Kevin started with a dictionary definition: “Language is a system of communication used by a country or community”. He realised the successful leaders were using a system. He took this to create his model.

He noticed that the military leaders he interviewed kept referring to “Mission-oriented command” – a system of leadership still used in the British and U.S. armies, developed in the 1800s by the Prussians, who call it “Auftragstaktik”. It was developed from a battle in which the French beat a far better equipped and much larger Prussian army. 

Everybody needs to understand our overall intent. They must make decisions at their level within a framework – but if the framework gets in the way, you can go outside it to achieve the overall intent. Alignment and agility are key.

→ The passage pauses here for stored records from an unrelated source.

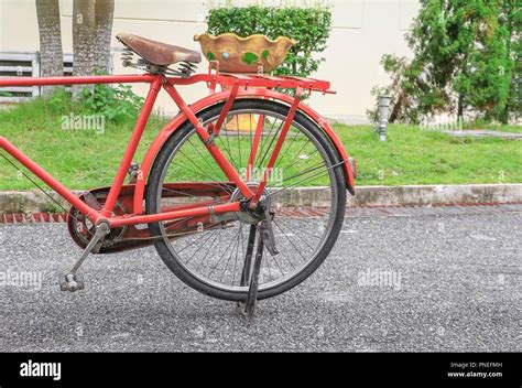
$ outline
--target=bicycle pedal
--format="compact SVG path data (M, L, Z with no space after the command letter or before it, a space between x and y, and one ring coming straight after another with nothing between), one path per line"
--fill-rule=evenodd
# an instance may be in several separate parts
M61 277L59 289L62 291L76 292L85 288L85 283L74 273L67 273Z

The main requirement is for leaders to be authentic. The core behaviours for Kevin’s 12 principles were:

– draw on your passion to inspire others
– have a strong sense of purpose* and a clear set of values
– be focused on the future
– get outside or “Bring the outside in” – contact between employees and customers gave more inspiration than any inspiring manager. 
– conversations drive engagement – they have to be systematic, powerful and honest

(* Purpose was not profit: profit is a success measure, not the end in itself.)

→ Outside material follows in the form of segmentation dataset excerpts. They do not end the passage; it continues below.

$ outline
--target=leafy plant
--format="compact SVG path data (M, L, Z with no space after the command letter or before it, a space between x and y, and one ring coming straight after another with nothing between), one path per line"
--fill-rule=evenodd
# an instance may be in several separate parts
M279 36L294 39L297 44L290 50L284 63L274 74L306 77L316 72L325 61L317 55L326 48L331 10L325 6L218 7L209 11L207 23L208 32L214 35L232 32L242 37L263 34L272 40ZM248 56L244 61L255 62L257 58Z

What skills enable them to do that?

– be audience-centric
– listen
– have the courage of your convictions
– use stories
– give out the right signals
– prepare, prepare, prepare 
– never be satisfied

Kevin told us the brain functions differently when it hears a story. He asked who felt the pain he did when he told us about his daughter. Most hands went up. Stories have the power to get beyond the barriers to get to people’s hearts. It is crucial to leadership. 

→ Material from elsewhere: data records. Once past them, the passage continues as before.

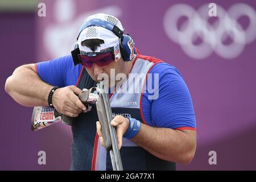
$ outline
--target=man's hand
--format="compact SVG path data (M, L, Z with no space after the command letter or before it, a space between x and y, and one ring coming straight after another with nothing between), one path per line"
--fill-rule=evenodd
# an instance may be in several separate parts
M118 148L122 147L123 135L126 131L129 125L129 120L121 115L115 116L111 121L111 125L115 127ZM101 145L104 146L104 140L101 133L101 126L100 122L96 122L97 133L100 136Z
M52 96L52 105L59 113L71 117L76 117L86 108L77 96L82 91L72 85L57 89Z

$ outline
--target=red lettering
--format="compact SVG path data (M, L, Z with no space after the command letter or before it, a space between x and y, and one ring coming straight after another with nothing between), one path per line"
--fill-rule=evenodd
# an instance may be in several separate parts
M43 113L43 114L41 114L41 120L44 120L46 119L46 113Z
M46 120L48 120L49 117L49 113L46 113Z

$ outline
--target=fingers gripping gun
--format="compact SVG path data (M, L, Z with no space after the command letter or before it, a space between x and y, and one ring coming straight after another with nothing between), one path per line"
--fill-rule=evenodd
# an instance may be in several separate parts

He said a big area we don’t pay enough attention to are the signals we send. They can be micro (eg frowning) or macro (eg policies you have but don’t follow). They are inadvertent signals we are sending and yet they drive the culture of organisations. 

None of the leaders thought they were perfect communicators. Kevin asked how they learned what they knew – most said by osmosis, making mistakes and trusted feedback. 

Kevin told us about the research he continues to do, with leaders self assessing themselves and then workers assessing their leaders. He made some interesting comparisons: media, marketing, advertising & sales were top for inspiring sectors; travel, transport and distribution were the lowest. 

He went on to link this to employee engagement – interestingly saying that the debate about engagement was “over” (which isn’t really my experience!) as “by whatever metric you choose” it has been proven to be critical. 

From his research, Kevin has identified two important conclusions:
– Quality relationships are about mutual respect and relevance
– How you make me feel determines how I behave

At a conference he attended, people were talking about individuals such as Nelson Mandela and Margaret Thatcher as being inspirational leaders. He felt this was wrong, so he asked people at the conference “Who is the boss who most inspired you and why?”. Most people answered that they believed in them, possible more than they believed in themselves. They put their trust in them. 

I particularly liked this quote:

“We shouldn’t train people to be inspiring, we should train them to be inspired” 

The purpose of conversations is to find the innovation we need. In so doing, you don’t have to be a great orator you have to communicate, listen and connect. If you can get these relationships right and build a connected workforce, you create one of the greatest intangible assets of an organisation.